TAGS :Viewed: 7 - Published at: a few seconds ago

[ How can I send a 4 byte header from Java and read it in Python? ]

I am trying to send a message via TCP sockets from a Java application and read it in Python 2.7 I want the first 4 bytes to specify the message length, so I could do:

header = socket.recv(4)
message_length = struct.unpack(">L",header)
message = socket.recv(message_length)

on the Python end.

Java side:

out = new PrintWriter(new BufferedWriter(new StreamWriter(socket.getOutputStream())),true);
byte[] bytes = ByteBuffer.allocate(4).putInt(message_length).array();
String header = new String(bytes, Charset.forName("UTF-8"));
String message_w_header = header.concat(message);

This works for some message lengths (10, 102 characters) but for others it fails (for example 1017 characters). In the case of failing value if I output the values of each bytes I get:

Bytes 0 0 3 -7
Length 1017
Hex string 3f9

Bytes 0 0 3 -17
Length 1007
Hex string \x00\x00\x03\xef

I think this has something to do with signed bytes in Java and unsigned in Python but I can't figure out what should I do to make it work.

Answer 1

The issue is on Java side -- b'\x03\xf9' is not valid utf-8 byte sequence:

>>> b'\x03\xf9'.decode('utf-8')
Traceback (most recent call last):
  File "<stdin>", line 1, in <module>
UnicodeDecodeError: 'utf-8' codec can't decode byte 0xf9 in position 1: invalid start byte

It seems new String(bytes, Charset.forName("UTF-8")); uses 'replace' error handler b'\xef' is the first of three bytes of '\ufffd' Unicode replacement character encoded in utf-8:

>>> b'\x03\xf9'.decode('utf-8', 'replace').encode('utf-8')

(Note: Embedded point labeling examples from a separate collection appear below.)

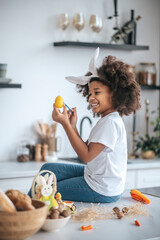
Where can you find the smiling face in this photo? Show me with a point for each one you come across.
(100, 98)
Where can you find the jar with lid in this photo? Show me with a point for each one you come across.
(23, 154)
(146, 74)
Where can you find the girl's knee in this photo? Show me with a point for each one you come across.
(46, 166)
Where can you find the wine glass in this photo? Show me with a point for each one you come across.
(63, 23)
(78, 23)
(96, 25)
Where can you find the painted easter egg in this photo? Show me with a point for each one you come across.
(59, 102)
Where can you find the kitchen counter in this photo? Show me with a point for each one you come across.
(27, 169)
(112, 229)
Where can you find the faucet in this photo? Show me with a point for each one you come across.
(81, 124)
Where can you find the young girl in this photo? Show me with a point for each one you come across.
(112, 92)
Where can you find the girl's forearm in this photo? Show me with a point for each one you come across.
(77, 143)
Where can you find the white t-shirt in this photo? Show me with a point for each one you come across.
(106, 173)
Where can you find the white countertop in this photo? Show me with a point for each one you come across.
(30, 169)
(112, 229)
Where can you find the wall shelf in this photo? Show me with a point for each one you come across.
(126, 47)
(146, 87)
(10, 85)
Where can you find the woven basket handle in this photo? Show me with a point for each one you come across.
(34, 181)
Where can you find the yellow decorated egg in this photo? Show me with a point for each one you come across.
(59, 102)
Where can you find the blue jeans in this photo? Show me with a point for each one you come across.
(72, 185)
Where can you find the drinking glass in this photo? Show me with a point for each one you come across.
(96, 24)
(78, 23)
(63, 23)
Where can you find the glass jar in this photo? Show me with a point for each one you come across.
(23, 154)
(146, 74)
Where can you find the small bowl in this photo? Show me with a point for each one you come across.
(22, 224)
(54, 225)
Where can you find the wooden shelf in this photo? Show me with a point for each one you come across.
(146, 87)
(126, 47)
(10, 85)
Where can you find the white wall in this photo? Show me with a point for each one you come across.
(27, 32)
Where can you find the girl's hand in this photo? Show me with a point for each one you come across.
(60, 117)
(73, 117)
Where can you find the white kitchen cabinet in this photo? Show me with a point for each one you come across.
(22, 184)
(143, 173)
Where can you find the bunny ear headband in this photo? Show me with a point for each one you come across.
(83, 80)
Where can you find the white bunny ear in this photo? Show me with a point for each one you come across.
(43, 181)
(93, 62)
(50, 180)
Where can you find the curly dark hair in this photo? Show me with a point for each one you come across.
(118, 77)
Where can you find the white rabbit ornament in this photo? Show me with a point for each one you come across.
(47, 192)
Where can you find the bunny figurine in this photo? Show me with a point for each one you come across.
(47, 195)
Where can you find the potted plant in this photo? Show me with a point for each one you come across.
(150, 145)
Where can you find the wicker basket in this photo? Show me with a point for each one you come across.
(20, 225)
(34, 184)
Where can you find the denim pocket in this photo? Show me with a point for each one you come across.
(106, 199)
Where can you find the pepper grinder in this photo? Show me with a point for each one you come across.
(44, 152)
(132, 155)
(147, 102)
(38, 155)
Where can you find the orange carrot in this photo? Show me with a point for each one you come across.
(137, 223)
(84, 228)
(137, 195)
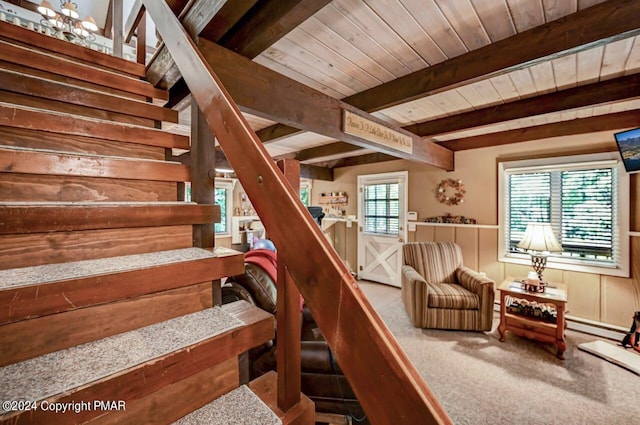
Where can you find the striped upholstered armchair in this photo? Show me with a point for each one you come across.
(439, 292)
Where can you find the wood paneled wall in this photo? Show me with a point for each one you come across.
(600, 298)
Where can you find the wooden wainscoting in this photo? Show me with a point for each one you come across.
(599, 298)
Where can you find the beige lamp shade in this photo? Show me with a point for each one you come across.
(46, 9)
(540, 237)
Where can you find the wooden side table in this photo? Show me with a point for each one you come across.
(534, 327)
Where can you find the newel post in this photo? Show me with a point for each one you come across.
(288, 316)
(203, 163)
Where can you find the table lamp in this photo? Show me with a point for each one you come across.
(539, 240)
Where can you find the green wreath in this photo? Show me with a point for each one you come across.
(443, 192)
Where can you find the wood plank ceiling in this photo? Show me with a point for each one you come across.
(370, 52)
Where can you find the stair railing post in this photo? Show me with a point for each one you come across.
(118, 38)
(141, 40)
(203, 163)
(288, 316)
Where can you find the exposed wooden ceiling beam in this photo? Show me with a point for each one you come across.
(230, 14)
(590, 27)
(607, 122)
(608, 91)
(370, 158)
(585, 29)
(262, 26)
(616, 121)
(264, 92)
(619, 89)
(306, 171)
(162, 71)
(326, 151)
(276, 132)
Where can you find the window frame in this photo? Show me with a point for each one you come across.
(388, 217)
(566, 163)
(306, 184)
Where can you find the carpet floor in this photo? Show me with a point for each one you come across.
(480, 380)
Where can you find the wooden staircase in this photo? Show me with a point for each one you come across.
(104, 299)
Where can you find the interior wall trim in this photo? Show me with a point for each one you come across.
(468, 226)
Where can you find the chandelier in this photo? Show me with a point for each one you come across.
(67, 23)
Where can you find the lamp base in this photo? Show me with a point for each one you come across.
(539, 263)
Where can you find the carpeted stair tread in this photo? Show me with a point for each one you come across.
(22, 116)
(63, 371)
(239, 407)
(26, 276)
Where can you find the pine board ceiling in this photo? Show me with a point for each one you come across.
(346, 48)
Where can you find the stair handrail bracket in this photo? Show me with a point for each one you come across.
(371, 358)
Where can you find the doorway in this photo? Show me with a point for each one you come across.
(382, 205)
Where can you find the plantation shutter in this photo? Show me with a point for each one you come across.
(382, 208)
(579, 203)
(588, 212)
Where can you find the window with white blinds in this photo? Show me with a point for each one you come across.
(382, 208)
(585, 202)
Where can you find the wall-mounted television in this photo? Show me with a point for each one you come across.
(629, 146)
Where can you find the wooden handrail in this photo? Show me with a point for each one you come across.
(385, 381)
(288, 316)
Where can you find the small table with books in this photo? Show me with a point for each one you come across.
(534, 315)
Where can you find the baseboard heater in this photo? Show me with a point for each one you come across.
(603, 330)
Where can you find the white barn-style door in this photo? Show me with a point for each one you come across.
(382, 201)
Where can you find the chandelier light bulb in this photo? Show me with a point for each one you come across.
(90, 24)
(46, 9)
(69, 9)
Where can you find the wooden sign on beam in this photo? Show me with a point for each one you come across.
(375, 132)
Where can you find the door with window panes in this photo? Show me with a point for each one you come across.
(381, 216)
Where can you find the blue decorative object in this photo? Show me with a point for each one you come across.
(264, 244)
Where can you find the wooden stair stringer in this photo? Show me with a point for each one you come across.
(54, 288)
(55, 64)
(43, 88)
(68, 124)
(132, 365)
(9, 31)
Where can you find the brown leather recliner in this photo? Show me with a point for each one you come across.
(322, 379)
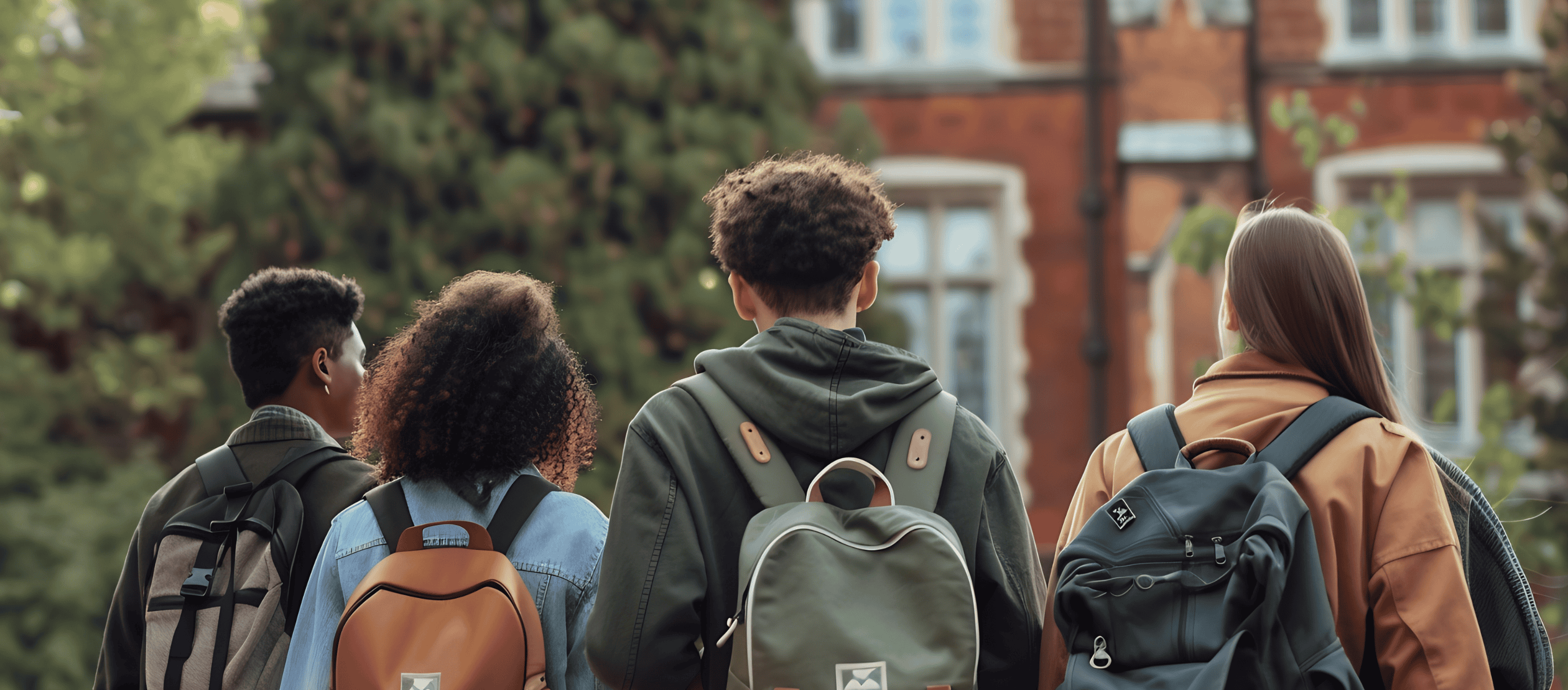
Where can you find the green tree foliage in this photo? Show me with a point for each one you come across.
(102, 278)
(414, 140)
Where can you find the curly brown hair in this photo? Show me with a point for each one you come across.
(479, 388)
(800, 230)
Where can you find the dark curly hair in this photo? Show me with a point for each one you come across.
(800, 230)
(278, 317)
(479, 388)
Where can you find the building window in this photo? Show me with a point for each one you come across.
(1365, 20)
(1492, 18)
(940, 275)
(954, 285)
(907, 40)
(1382, 33)
(846, 27)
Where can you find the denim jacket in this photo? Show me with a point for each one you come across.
(557, 554)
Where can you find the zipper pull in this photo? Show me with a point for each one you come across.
(1100, 659)
(733, 625)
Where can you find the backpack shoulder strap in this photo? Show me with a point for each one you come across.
(767, 472)
(389, 506)
(220, 468)
(920, 452)
(1156, 438)
(515, 509)
(1314, 429)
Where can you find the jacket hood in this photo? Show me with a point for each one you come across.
(817, 390)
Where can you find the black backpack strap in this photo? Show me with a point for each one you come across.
(220, 468)
(1314, 429)
(1156, 438)
(515, 509)
(389, 504)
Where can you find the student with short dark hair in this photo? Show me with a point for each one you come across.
(300, 360)
(473, 397)
(799, 237)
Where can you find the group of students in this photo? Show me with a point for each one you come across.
(480, 392)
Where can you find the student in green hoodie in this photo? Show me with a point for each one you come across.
(797, 237)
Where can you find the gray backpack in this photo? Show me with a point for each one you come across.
(1205, 579)
(1518, 648)
(849, 600)
(217, 604)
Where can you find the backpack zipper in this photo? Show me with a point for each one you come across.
(1181, 630)
(749, 596)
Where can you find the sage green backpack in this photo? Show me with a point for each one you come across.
(849, 600)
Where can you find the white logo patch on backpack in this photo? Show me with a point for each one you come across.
(421, 681)
(1122, 513)
(861, 676)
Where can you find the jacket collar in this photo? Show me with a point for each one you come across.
(1255, 365)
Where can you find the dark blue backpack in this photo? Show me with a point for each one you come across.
(1225, 582)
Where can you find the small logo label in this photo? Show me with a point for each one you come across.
(1122, 513)
(861, 676)
(421, 681)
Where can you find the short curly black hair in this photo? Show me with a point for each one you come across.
(800, 230)
(477, 388)
(278, 317)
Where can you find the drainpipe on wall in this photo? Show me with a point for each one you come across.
(1092, 206)
(1255, 96)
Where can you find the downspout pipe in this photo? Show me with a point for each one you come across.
(1092, 206)
(1255, 96)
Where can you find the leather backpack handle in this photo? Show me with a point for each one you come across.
(882, 495)
(413, 538)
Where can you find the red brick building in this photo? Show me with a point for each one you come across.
(982, 109)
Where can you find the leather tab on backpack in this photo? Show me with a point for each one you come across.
(920, 449)
(755, 444)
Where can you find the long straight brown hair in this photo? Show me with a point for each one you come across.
(1299, 300)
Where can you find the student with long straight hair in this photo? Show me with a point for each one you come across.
(477, 392)
(1385, 537)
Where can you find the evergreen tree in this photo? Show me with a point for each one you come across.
(416, 140)
(102, 310)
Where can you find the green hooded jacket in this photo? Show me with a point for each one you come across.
(681, 506)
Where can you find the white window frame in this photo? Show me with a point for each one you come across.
(1457, 41)
(1012, 287)
(1328, 184)
(877, 60)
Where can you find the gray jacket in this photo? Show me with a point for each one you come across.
(669, 577)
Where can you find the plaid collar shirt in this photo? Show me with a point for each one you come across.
(277, 422)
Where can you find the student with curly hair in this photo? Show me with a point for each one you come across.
(477, 392)
(799, 237)
(300, 360)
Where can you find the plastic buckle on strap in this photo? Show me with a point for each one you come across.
(198, 584)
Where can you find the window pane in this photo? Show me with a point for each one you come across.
(915, 308)
(1435, 230)
(846, 27)
(970, 331)
(1365, 20)
(1426, 18)
(966, 241)
(1492, 18)
(1438, 378)
(908, 253)
(965, 21)
(907, 27)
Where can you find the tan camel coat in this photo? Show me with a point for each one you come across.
(1383, 531)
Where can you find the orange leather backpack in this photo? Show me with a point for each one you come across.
(443, 618)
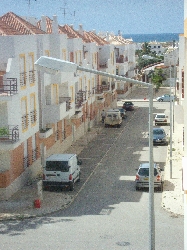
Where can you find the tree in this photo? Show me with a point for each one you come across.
(157, 76)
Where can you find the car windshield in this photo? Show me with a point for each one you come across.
(160, 116)
(145, 171)
(158, 132)
(57, 166)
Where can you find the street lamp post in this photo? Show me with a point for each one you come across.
(53, 66)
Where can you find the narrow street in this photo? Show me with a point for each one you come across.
(108, 213)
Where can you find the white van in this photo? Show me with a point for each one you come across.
(113, 118)
(61, 170)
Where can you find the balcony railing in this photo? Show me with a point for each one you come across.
(33, 116)
(32, 76)
(23, 78)
(101, 88)
(25, 162)
(62, 99)
(80, 98)
(67, 100)
(9, 133)
(9, 87)
(34, 154)
(25, 121)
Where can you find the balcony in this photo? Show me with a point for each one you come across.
(8, 88)
(80, 98)
(32, 77)
(23, 78)
(100, 99)
(25, 121)
(56, 112)
(25, 162)
(33, 116)
(45, 133)
(9, 133)
(101, 88)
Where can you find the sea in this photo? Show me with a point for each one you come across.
(160, 37)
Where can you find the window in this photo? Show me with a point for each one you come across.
(64, 54)
(33, 109)
(31, 68)
(24, 113)
(47, 53)
(22, 67)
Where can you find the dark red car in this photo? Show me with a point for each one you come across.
(128, 106)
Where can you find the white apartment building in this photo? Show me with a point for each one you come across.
(42, 113)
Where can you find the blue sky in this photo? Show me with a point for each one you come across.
(128, 16)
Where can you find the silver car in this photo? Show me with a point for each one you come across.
(161, 119)
(142, 177)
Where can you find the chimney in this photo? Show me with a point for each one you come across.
(80, 29)
(55, 25)
(107, 36)
(43, 24)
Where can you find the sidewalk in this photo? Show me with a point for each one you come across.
(172, 196)
(21, 204)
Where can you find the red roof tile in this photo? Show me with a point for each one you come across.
(19, 24)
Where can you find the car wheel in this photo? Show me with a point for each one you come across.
(71, 186)
(79, 178)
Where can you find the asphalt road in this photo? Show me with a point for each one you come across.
(108, 213)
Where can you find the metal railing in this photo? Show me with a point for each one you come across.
(80, 98)
(32, 77)
(33, 116)
(9, 133)
(9, 87)
(25, 121)
(23, 77)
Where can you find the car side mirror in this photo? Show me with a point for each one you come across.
(79, 162)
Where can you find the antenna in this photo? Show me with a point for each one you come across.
(65, 12)
(29, 2)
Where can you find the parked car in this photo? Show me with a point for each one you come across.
(161, 119)
(159, 136)
(123, 113)
(61, 170)
(165, 98)
(113, 118)
(128, 106)
(142, 177)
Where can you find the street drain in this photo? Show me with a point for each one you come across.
(105, 212)
(123, 244)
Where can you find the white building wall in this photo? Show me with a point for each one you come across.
(181, 63)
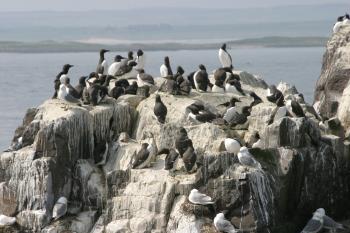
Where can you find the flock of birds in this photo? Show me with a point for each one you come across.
(114, 81)
(342, 20)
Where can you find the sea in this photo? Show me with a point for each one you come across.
(26, 80)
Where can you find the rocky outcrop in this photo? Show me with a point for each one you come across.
(335, 74)
(85, 154)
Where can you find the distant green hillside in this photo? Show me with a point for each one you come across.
(61, 47)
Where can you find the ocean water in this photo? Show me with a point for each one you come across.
(27, 79)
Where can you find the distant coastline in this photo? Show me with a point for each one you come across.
(73, 46)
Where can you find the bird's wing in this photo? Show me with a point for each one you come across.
(312, 226)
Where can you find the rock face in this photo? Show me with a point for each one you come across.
(86, 153)
(335, 74)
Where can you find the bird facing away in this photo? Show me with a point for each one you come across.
(198, 198)
(189, 157)
(60, 208)
(223, 225)
(160, 110)
(225, 57)
(102, 66)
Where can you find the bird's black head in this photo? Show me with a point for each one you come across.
(103, 51)
(233, 101)
(118, 58)
(82, 80)
(202, 67)
(66, 68)
(139, 52)
(93, 75)
(130, 55)
(180, 70)
(166, 61)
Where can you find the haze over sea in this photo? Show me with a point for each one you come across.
(27, 78)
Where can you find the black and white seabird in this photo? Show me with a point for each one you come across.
(165, 69)
(315, 224)
(294, 108)
(102, 66)
(57, 81)
(201, 80)
(116, 91)
(225, 57)
(160, 110)
(81, 85)
(63, 92)
(144, 79)
(97, 93)
(132, 89)
(170, 159)
(338, 24)
(189, 157)
(115, 66)
(275, 96)
(140, 59)
(182, 141)
(142, 155)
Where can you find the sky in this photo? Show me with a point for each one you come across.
(84, 5)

that is why you receive b'\x03\xef' instead of b'\x03\xf9' in Python.

To fix it, send bytes in Java instead of Unicode text.

Unrelated, sock.recv(n) may return less than n bytes. If the socket is blocking; you could create a file-like object using file = sock.makefile('rb') and call file.read(n) to read exactly n bytes.